The cost of a context-switch is reflected in cache misses once a thread is running again. (And stopping OoO exec from finding as much ILP right at the interrupt boundary). This cost is more significant than the cost of the kernel code that saves/restores registers. So even if there was a way to measure how much time the CPUs spent in kernel context-switch code (possible with perf record sampling profiler as long as your perf_event_paranoid setting allows recording kernel addresses), that wouldn't be an accurate reflection of the true cost.

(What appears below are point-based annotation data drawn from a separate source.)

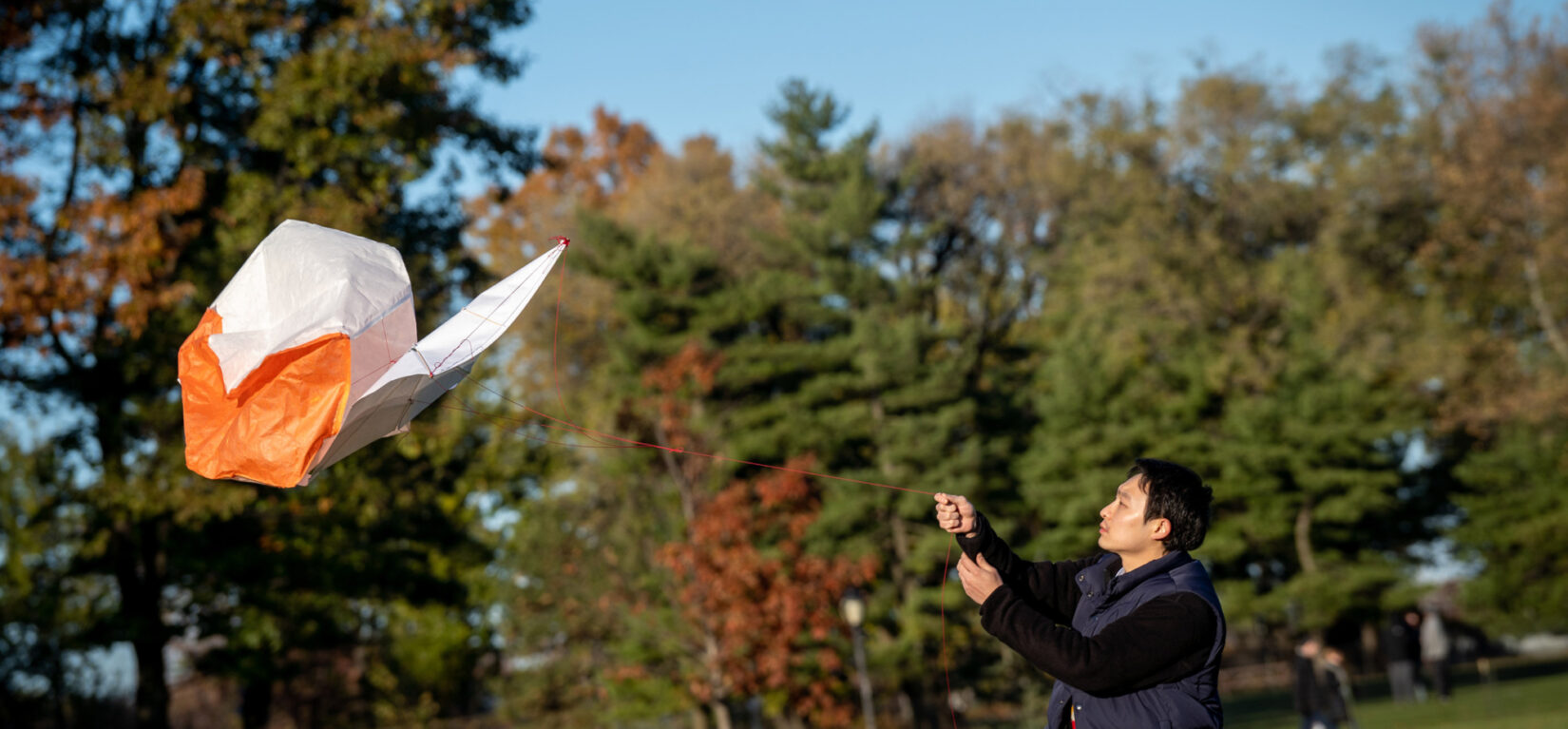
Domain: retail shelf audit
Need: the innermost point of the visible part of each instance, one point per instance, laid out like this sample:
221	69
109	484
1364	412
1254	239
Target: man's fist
955	514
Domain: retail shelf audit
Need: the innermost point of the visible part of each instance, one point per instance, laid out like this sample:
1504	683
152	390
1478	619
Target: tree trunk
139	566
1303	538
256	702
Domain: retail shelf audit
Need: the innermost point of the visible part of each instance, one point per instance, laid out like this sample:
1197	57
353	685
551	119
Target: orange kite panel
272	425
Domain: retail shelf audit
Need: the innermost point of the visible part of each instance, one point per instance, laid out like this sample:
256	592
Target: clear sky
712	67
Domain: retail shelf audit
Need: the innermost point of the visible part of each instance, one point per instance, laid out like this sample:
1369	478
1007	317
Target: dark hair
1177	496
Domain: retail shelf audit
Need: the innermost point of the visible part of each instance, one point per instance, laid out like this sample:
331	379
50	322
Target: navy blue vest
1189	702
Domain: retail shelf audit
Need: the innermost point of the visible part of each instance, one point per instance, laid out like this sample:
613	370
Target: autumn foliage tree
770	604
144	149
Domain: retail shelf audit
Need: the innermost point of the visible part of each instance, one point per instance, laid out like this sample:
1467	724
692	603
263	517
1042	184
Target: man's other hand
955	514
981	579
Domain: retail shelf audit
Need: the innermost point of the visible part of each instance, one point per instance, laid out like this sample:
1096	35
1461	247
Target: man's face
1121	526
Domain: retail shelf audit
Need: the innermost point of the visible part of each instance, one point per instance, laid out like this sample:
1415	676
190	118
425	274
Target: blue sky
712	67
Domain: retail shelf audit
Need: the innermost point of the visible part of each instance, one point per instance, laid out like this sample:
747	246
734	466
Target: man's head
1159	508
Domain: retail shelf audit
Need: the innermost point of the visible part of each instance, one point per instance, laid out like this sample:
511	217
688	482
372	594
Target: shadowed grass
1522	697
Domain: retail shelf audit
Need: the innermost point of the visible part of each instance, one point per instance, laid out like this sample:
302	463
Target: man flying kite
1133	637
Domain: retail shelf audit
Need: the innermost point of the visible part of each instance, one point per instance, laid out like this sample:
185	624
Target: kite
309	355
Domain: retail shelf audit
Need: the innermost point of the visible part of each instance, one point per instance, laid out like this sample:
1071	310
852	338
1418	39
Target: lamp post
853	607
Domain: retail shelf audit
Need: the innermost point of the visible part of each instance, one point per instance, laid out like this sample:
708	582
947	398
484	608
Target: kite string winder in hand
955	514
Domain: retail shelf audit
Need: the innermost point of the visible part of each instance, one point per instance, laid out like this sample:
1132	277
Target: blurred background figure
1435	648
1339	692
1311	685
1402	649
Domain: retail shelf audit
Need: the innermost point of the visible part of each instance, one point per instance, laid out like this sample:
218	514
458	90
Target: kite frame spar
436	362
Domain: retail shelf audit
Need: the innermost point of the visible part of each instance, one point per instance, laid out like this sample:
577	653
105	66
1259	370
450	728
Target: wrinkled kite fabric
309	355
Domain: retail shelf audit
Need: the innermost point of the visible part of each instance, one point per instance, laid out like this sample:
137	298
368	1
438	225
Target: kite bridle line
604	441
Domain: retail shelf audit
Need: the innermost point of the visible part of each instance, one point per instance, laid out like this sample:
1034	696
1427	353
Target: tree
1493	275
179	135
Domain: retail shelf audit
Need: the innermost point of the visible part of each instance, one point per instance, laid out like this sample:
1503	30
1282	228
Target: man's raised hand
955	514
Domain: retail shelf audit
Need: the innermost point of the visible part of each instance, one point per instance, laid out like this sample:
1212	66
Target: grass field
1521	697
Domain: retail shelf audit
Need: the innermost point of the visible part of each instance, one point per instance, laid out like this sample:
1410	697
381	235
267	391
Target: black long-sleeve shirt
1160	642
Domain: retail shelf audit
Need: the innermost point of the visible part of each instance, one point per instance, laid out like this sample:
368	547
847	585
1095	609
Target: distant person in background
1435	648
1312	701
1402	649
1343	698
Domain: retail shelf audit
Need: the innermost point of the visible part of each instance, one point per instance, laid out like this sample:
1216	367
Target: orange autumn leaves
770	604
108	255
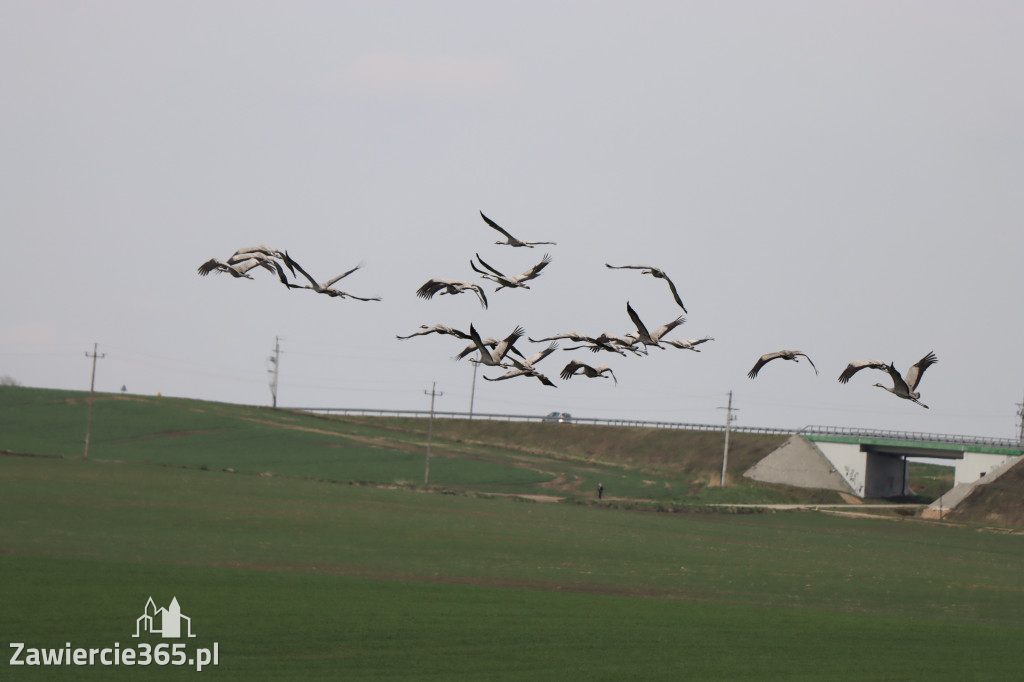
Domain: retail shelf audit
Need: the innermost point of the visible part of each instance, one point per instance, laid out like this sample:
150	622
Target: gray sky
842	178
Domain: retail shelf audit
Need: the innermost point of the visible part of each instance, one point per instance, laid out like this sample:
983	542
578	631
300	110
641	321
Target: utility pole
472	391
275	360
1020	415
92	389
430	432
728	420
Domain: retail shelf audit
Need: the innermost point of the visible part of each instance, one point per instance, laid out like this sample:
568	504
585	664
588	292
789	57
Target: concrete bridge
873	464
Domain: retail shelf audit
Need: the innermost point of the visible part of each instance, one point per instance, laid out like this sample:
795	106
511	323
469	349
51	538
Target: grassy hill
232	511
998	503
635	465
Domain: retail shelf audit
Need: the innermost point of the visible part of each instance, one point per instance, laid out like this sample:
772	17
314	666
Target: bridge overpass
873	463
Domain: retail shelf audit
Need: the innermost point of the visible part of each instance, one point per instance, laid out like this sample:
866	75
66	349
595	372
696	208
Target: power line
92	389
430	432
275	360
725	452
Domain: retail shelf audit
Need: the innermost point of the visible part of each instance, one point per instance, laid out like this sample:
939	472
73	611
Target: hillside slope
998	503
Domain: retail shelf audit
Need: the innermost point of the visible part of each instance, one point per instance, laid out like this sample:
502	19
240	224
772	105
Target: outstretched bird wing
856	366
914	374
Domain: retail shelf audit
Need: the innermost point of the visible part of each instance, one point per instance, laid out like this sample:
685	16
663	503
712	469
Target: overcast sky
843	178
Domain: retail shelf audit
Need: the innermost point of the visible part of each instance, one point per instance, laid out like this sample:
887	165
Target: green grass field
295	577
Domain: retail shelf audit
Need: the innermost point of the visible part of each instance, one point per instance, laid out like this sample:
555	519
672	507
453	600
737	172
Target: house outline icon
166	622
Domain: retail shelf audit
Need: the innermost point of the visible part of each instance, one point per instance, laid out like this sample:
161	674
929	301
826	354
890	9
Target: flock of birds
502	353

Even making a system call has a similar (but lower and more frequent) performance cost from serializing OoO exec, as well as disturbing caches (and TLB). There's a useful characterization of this on real modern CPUs (from 2010) in a paper by Livio & Stumm, especially the graph on the first page of IPC (instructions per cycle) dropping after a system call returns, and taking time to recover: FlexSC: Flexible System Call Scheduling with Exception-Less System Calls. (Conference presentation: https://www.usenix.org/conference/osdi10/flexsc-flexible-system-call-scheduling-exception-less-system-calls)

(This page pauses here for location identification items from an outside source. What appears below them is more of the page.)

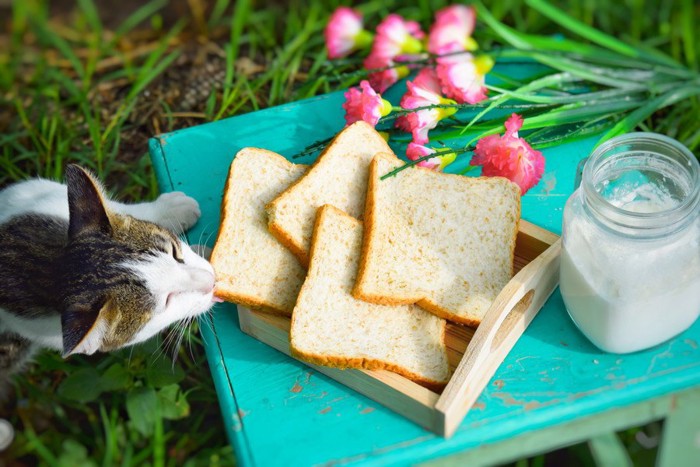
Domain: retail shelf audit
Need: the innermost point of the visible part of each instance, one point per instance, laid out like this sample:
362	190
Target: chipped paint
478	406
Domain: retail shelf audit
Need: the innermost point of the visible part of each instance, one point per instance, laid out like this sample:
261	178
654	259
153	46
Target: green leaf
74	454
173	402
162	372
81	386
115	378
143	409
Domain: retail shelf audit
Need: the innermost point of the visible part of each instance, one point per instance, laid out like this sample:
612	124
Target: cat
80	273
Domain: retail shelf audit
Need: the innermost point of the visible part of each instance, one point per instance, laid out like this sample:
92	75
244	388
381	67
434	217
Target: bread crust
343	362
222	290
369	250
296	247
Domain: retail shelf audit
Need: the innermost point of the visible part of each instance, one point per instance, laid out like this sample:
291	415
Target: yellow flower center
385	109
411	45
483	64
470	44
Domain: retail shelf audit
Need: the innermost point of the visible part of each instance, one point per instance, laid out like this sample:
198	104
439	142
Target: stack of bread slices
368	269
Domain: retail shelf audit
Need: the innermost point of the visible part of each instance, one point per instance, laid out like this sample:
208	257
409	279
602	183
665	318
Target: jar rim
667	148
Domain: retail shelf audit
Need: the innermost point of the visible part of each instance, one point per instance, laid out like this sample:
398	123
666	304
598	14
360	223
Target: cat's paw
177	211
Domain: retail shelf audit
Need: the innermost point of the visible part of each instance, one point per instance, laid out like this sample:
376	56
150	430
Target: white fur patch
181	291
45	331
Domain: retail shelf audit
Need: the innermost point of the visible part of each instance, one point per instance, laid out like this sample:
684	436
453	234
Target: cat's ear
85	203
83	330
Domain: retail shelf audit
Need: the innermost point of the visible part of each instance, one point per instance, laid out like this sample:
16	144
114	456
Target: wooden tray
473	355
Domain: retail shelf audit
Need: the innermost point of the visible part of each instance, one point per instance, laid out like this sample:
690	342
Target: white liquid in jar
627	295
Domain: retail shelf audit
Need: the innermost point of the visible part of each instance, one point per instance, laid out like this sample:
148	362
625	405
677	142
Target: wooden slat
523	297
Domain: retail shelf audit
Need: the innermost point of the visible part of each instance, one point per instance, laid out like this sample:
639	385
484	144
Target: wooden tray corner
473	354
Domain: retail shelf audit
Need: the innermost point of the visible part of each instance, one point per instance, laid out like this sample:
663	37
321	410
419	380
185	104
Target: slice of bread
445	242
338	177
330	327
252	268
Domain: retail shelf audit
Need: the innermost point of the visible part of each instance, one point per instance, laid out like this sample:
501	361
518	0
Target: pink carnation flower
396	36
423	91
388	74
463	77
416	151
364	103
452	30
344	33
510	156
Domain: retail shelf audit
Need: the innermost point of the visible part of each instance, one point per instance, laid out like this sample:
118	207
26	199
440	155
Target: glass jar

You might estimate context-switch cost by running the program on a system with enough cores not to need to context-switch much at all (e.g. a big many-core Xeon or Epyc), vs. on fewer cores but with the same CPUs / caches / inter-core latency and so on. So, on the same system with taskset --cpu-list 0-8 ./program to limit how many cores it can use.

Look at the total user-space CPU-seconds used: the amount higher is the extra amount of CPU time needed because of slowdowns from context switched. The wall-clock time will of course be higher when the same work has to compete for fewer cores, but perf stat includes a "task-clock" output which tells you a total time in CPU-milliseconds that threads of your process spent on CPUs. That would be constant for the same amount of work, with perfect scaling to more threads, and/or to the same threads competing for more / fewer cores.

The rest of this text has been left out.